Under the model, the rent paid by tenants should not increase over the long term in real terms, adjusted for inflation. Indexation gives cost rental landlords the confidence to set an appropriately low cost-covering rent at the outset, but it should be remembered that landlords, therefore, take on the risk. The assumption that future consumer inflation, translated into indexing of the rent, will ensure rents cover costs is just that - it is only an assumption based on projections. This level of risk would be higher if cost rental landlords were required to factor in potential reductions in rental income. This could mean significantly higher starting rents, thereby making cost rental far less affordable for tenants on the first day of renting. Whereas in the private rental sector, a landlord may be able to increase rents well in excess of inflation to compensate for years when rents fall. This option is not available to a cost rental landlord who is, quite rightly, restricted by the level of consumer inflation.

Restraining rent increases in line with inflation brings significant benefits, as the years pass, which has been referred to as the maturation of the cost rental sector.
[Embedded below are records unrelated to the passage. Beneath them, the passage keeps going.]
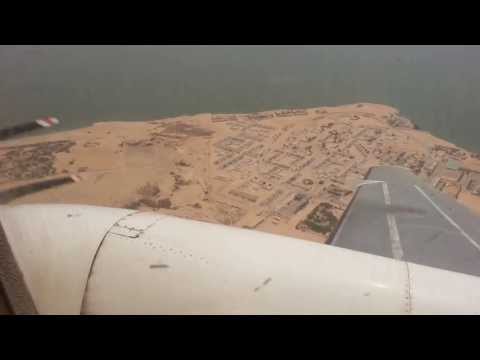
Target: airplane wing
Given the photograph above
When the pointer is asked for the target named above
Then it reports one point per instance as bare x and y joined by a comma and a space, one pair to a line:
8, 132
395, 214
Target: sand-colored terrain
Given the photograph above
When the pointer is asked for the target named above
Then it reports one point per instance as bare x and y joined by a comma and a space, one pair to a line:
290, 172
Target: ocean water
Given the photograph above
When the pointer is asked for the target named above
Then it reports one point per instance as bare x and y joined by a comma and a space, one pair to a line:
438, 87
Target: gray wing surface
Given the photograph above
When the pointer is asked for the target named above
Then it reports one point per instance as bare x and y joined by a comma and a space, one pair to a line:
395, 214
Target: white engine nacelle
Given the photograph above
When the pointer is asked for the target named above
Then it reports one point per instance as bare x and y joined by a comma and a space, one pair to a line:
78, 259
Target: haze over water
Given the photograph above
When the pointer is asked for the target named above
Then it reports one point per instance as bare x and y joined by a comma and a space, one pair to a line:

This should make cost rental more competitive in relation to market rents over the long term, amplifying the sector’s restraining impact on the wider rental market. The proposal of enforced rent cuts in periods of negative consumer inflation would be problematic for the sustainability of this model. Although downturns in the consumer price index are expected to be rare and temporary, it still introduces a significant risk in that landlords would be forced to lower rents below cost-covering levels. Cutting rents might be fine if landlords were taking a significant profit margin and could, therefore, afford to take a temporary dip, but cost rental is funded and founded upon having a minimal margin, just enough to cover the unavoidable risks and to reassure lenders about loan repayments. The possibility of enforced reductions in rental income will not help attract landlords, such as approved housing bodies, into the new housing sector, nor will it encourage lenders to make loan funding available at sufficiently low interest rates over long periods of time. I alluded to Austria earlier in the debate, which many Members refer to.

I appreciate the thinking that with a period of negative consumer inflation, management and maintenance costs should reduce, allowing the overall rent to be reduced.The costs which could potentially fall, the management overheads and routine maintenance jobs, are projected to be a relatively small share of the overall costs. Repayment of initial capital costs and planned capital expenditure on life cycle works form the majority of the cost base in the first rental projects supported by the Government. In fact, planned works to extend the functional life of homes, such as replacing kitchens, bedrooms, windows, lifts, or even roofs, may well not form the cost base, even if consumer inflation turns negative.

We only have to look at recent history. The consumer price index fell year on year during each month from April 2020 to February 2021, due to the Covid-19 crisis. However, the cost of renovation works on homes has significantly increased in that time due to a complex mix of factors, including Brexit-related supply disruptions and limits to the sector capacity exacerbated by additional lockdown delays.

For the legislation to hold a maximum rent level temporarily flat in periods of negative inflation is one thing, but the possibility of enforced below-cost rents, when money still needs to accrue in sinking funds and cover life cycle works, not to mention the repayment of loans, could only mean one thing, namely, a significantly higher starting rent at the outset to hedge against this uncertainty.

I should also emphasise we are discussing the caps on rent increases. A cost rental landlord is always free to charge below the limit and overall economic conditions may influence this. If market rents fall significantly, reflecting a general economic downturn, a cost rental landlord may need to forestall any rent increase or even offset a slight reduction in order to keep homes occupied and ensure rental income covers costs. Local authorities, approved housing bodies and other landlords will enter the cost rental sector with their eyes open, but they must have some confidence they will not be forced into running deficits.

It is for these reasons we oppose the aforementioned amendments.